I had never seen my father cry. He had a straight face that indicated the hardness of a childhood spent in the Philippines. His eyes were a lot like mine, except when I would look in them I wasn’t quite sure how deep his story went. But in the emotional history of the Santos family, there was a lot to uncover about my father’s life. I knew from a very young age that he had lost his folks earlier than most people. I had even heard that when we would go to the Philippines on those month-long vacations, he would get away from the family in the early hours of the morning. In the fog – before the hazy sunrise of Baguio stretched out and compelled roosting chickens to proclaim a new day – my father took the the gravestones of his mother and father. It was in those secret moments, away from us, where I believed that he had cried.
Healing was never the goal in a military unit. I had been a sensitive kid, one that had cried over spilt milk most times. Literally, when I would pour myself a cup of orange juice before plopping down on the couch to watch Barney on weekday mornings, if I was clumsy, I would wail out to the Gods over my mistake of dropping my sippy cup all over the kitchen floor. I wished for a while to correct some of those mistakes, but the one that has struck me in my more recent years is my inability to see a mistake like a crashing wave. A wave slams down on the berm and causes for beach dwellers to disperse, escape the treacherous consequences of unwanted debris and aquatic whiplash. But like nature, not all waves are chaotic. Some roll in calmly. Some remain die before they reach the shore, transforming from brilliant heights and become as flat as a concrete pavement. Like healing, some days the waves have different personalities, different shapes, and different ways of returning to its home out to sea.
Patterns, mistakes, and other things that ruminate on my mind perhaps have been shaped by the inability of the men in my life to let loose the waterworks. I’ve yet to let the tears fall like rain, as with most days I default to that of an android. It’s not only the cold empty motherboard where the heart is located that is often not beep-booping. It’s the need to rush through the day. It’s the feeling of the wave, and wondering when it will hit the sand on the beach. When the going gets tough, I want to run away from the shore. I want to never return to the comforts of seeing the blue reflections of the sea with the horizon line creating an illusion of some mysterious world beyond it.
During those days in Hawaii, I used to love going to the beach, because I was able to get away from the controlled environment that I called home. I was free and roamed wild with all of my other friends. I felt the warmth on my toes, and I was what those documentaries about dead folks referred to as bubbly. But I knew that when the sun would set, I was headed back to an old familiar place.
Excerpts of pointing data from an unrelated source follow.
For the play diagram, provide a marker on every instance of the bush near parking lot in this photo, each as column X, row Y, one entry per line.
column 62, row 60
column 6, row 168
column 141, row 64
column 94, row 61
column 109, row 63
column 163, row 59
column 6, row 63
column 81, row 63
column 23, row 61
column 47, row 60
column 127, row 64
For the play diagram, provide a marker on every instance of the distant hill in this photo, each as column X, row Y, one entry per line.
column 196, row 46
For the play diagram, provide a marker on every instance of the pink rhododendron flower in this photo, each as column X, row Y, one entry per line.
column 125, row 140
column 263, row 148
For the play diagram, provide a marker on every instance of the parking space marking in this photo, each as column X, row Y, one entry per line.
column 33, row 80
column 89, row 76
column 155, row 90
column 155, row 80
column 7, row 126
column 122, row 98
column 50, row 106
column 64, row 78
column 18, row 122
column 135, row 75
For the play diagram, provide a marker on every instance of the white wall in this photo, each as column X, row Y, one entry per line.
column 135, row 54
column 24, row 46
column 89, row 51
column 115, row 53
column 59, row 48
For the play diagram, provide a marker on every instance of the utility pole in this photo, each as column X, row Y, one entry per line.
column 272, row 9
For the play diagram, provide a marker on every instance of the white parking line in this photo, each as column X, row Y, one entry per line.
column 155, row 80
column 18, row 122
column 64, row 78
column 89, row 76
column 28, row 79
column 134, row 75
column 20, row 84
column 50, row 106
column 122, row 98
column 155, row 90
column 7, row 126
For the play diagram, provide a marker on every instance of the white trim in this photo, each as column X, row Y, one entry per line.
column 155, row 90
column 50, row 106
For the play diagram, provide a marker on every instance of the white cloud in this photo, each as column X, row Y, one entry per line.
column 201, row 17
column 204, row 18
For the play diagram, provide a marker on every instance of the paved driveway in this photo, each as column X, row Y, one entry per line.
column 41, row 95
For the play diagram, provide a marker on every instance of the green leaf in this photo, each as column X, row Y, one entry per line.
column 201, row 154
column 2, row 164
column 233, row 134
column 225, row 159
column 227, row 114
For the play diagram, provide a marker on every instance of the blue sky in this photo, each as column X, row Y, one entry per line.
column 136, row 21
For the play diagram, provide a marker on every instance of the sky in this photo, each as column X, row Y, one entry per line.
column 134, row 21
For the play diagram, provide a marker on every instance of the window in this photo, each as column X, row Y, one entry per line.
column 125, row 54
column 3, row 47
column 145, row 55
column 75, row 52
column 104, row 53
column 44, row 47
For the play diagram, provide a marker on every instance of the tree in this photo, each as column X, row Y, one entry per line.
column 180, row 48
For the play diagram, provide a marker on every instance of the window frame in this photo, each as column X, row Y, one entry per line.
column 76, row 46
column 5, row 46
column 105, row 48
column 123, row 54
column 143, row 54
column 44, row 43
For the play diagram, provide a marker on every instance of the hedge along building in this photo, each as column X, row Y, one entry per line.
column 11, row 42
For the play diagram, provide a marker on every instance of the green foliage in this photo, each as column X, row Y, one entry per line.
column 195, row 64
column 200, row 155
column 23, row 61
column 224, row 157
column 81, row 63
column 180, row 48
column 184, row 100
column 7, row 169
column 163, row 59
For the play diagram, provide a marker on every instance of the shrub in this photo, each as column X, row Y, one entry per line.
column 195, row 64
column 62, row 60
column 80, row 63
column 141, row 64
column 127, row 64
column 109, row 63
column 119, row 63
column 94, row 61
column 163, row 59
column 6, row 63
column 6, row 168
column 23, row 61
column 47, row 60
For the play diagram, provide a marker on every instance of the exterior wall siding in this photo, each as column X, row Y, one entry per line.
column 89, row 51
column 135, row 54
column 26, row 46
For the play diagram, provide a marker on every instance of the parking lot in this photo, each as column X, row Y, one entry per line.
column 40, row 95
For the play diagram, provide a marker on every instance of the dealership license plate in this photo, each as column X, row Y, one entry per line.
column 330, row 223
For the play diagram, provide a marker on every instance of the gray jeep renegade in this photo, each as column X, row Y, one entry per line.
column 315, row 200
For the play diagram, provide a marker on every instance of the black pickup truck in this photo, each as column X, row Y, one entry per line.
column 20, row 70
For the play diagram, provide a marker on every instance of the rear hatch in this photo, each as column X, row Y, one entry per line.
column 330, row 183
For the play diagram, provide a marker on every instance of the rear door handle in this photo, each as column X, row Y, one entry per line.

The smile that I wore the entire day would fade. I would become sullen. I would start dreaming of the day I would be able to be my own man.
So today, I think about the man that was in my life then. What would have happened if he had come to me in tears, telling me about how he had missed his life back in the Baguio? What would have happened if I had been able to go with him on those mornings to see the sunrise illuminate the patch of grass where his folks rested? What would have happened if I had not learned not to be afraid of what I was feeling? If I had stayed on that beach and watched as the world began to fade and fulfill my soul, all at the same time.
In a way, I see that my father had that graveyard. I had that beach. So when I run away, with my tail between my legs, unable to see what is in front of me because all that had been bottled up begins tumbling down, I see that I have been hurt.